Emotie in deze context is de brandstop voor ons lijden. De gedachte over mensen of gebeurtenissen, ons persoonlijke verhaal, staat haaks op wat gaande is en levert weerstand op, kortsluiting en daarmee een emotie. Emotie is in dit verband een ‘gemoedsaandoening’ en duidt op negatieve en vervelende gevoelens. Geluk in dit verband wordt dan beschouwd als de afwezigheid van ziekte en pijn waar het ’t lichaam betreft en van angst en onrust waar het de geest betreft. De angst en onrust van de geest, zo zegt Epictetus, wordt dus door onware gedachten gecreëerd. Dat is nogal een uitspraak en roept bij velen weerstand op.
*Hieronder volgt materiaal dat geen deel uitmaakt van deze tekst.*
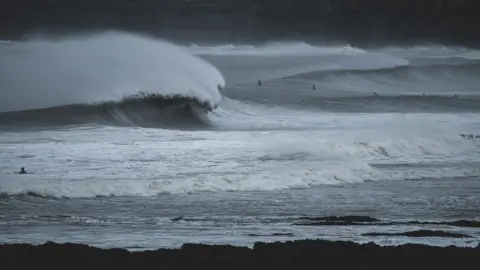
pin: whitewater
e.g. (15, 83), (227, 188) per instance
(0, 32), (480, 249)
De onware gedachte kan getypeerd worden als nogal hoogmoedig, behoorlijk normatief met een groot ego-gehalte. Vandaar de weerstand omdat de opvatting van Epictetus een bom legt onder allerlei opvattingen en meningen. We komen dit ook tegen in onszelf als we twee strijdige gedachten hebben over iets wat we willen: we willen afvallen en hebben trek in een zak chips. Cognitieve dissonantie levert onrust in ons op en houdt het ‘ongewenste’ – in dit verband de zak chips – nogal sterk in onze verbeelding vast. De behoefte wordt steeds groter totdat we eraan toegeven om daarna overvallen te worden door schuld en schaamte vanwege die andere opvatting, willen afvallen wat door de zak chips werd gesaboteerd.
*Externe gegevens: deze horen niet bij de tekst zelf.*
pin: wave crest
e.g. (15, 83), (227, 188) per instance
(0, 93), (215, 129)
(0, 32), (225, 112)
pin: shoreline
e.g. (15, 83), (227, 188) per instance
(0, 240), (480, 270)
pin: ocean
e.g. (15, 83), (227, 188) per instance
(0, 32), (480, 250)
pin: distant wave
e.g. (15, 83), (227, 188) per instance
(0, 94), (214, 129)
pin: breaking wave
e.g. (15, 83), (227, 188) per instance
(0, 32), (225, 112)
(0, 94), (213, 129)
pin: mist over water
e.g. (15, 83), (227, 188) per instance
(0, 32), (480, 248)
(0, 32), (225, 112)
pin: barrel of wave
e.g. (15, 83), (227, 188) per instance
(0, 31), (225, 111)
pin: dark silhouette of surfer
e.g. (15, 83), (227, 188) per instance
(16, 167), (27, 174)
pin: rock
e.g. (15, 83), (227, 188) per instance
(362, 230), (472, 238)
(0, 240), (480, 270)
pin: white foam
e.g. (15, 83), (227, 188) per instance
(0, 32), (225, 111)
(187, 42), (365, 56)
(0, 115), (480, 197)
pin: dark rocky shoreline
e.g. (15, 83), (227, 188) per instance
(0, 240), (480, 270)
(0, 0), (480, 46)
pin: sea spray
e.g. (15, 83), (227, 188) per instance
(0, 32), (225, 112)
Verlichting bereiken is ‘los’ komen van die interne spanning en afhankelijkheid van een nare gemoedsaandoening; niet steeds overvallen worden door emoties en gelijkmoedig kunnen zijn. Zen is de training om vanuit verstilling mild te leren kijken naar onszelf; herkennen waar ons willen over gaat en op welke wijze ‘dit willen’ gebaseerd is op onware gedachten en dieperliggende opvattingen.